As your system matures, invest in building a larger, more diverse evaluation dataset. Involve domain experts that can set the acceptance criteria of the system. This becomes your regression test suite, allowing you to confidently refine prompts or change models while ensuring you haven't broken existing functionality. Given the volume of tests that will be required, don't underestimate the the level of effort required to curate them. This contributes to the TCO of the solution - production grade LLM solutions are expensive endeavours.
6. Embrace transient failures and build resilience
LLM APIs, like any external service, can experience transient failures, rate limits, performance degradation or varying response times. Your integration needs to handle these gracefully.
Implement retry logic with exponential backoff. Cache responses where appropriate. Monitor latency and error rates. Build fallback strategies for when the LLM service is unavailable. These are the same patterns we use for any cloud API integration , just applied to a different integration point.
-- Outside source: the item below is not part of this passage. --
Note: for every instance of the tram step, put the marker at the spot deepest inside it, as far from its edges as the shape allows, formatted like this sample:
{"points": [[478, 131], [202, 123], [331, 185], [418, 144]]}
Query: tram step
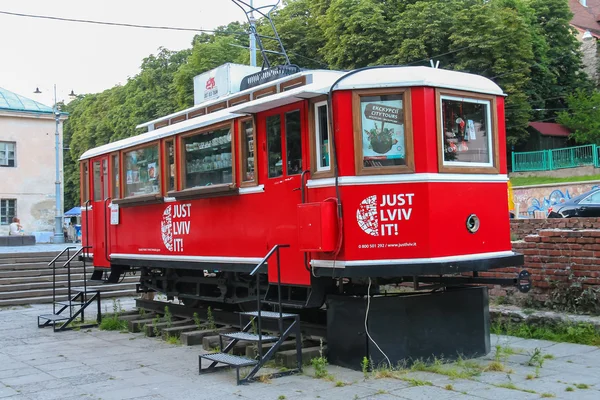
{"points": [[269, 314], [250, 337], [223, 358], [53, 317]]}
7. Test behaviours, not values
Finally, apply the same patterns for validating data quality - focus on behaviours and patterns rather than specific values. Instead of asserting that a generated email contains the exact phrase "Thank you for your inquiry", check that it:
- Addresses the customer's stated concern
- Maintains an appropriate tone
- Includes relevant next steps
- Doesn't contain factual inaccuracies
This is more robust to the natural variation in LLM outputs, while still catching the failure modes that matter. It's often beneficial to use a separate LLM model or service to do this validation so that you avoid the innate bias used in generating the original output being used to validate it (i.e. don't ask an LLM to mark its own work). This technique is referred to as LLM-as-a-judge.
8. Instrument and observe
Across all of these approaches, there's a common thread - you need visibility into what's happening. As more work is handed to the LLM, this accentuates the need for human oversight, supervision, quality checks, curation of more examples, responding proactively to new situations (e.g. a new type of enquiry driven by external factors). Instrument your LLM integrations thoroughly. Log inputs, outputs, and evaluation metrics. Track latency, error rates, and cost. Monitor for drift in model behaviour over time.
At endjin, we treat observability as a first-class concern for LLM integrations, just as we do for any other production system.
Summary: From black box to engineering discipline
The journey from prompt engineering to AI programming is really a journey from treating LLMs as magic to treating them as engineered components. Yes, they have unique characteristics (non-determinism, hallucinations, qualitative outputs), but these aren't deal-breakers, they're just new constraints that require adapted approaches.
To succeed in deploying reliable, enterprise-grade AI solutions, treat LLM integrations with the same engineering standards that you apply to any other system component. That means systematic evaluation, defensive engineering, instrumentation, and continuous improvement.
At endjin, we've seen this transformation happen with our clients. The shift from "let's see if this prompt works" to "here's our evaluation framework and current performance metrics" represents a fundamental change in how teams think about AI integration. And it's that shift that enables moving from demos to production-ready solutions with confidence.
In subsequent posts, I'll dive deeper into the practical tools and frameworks that make this systematic evaluation possible.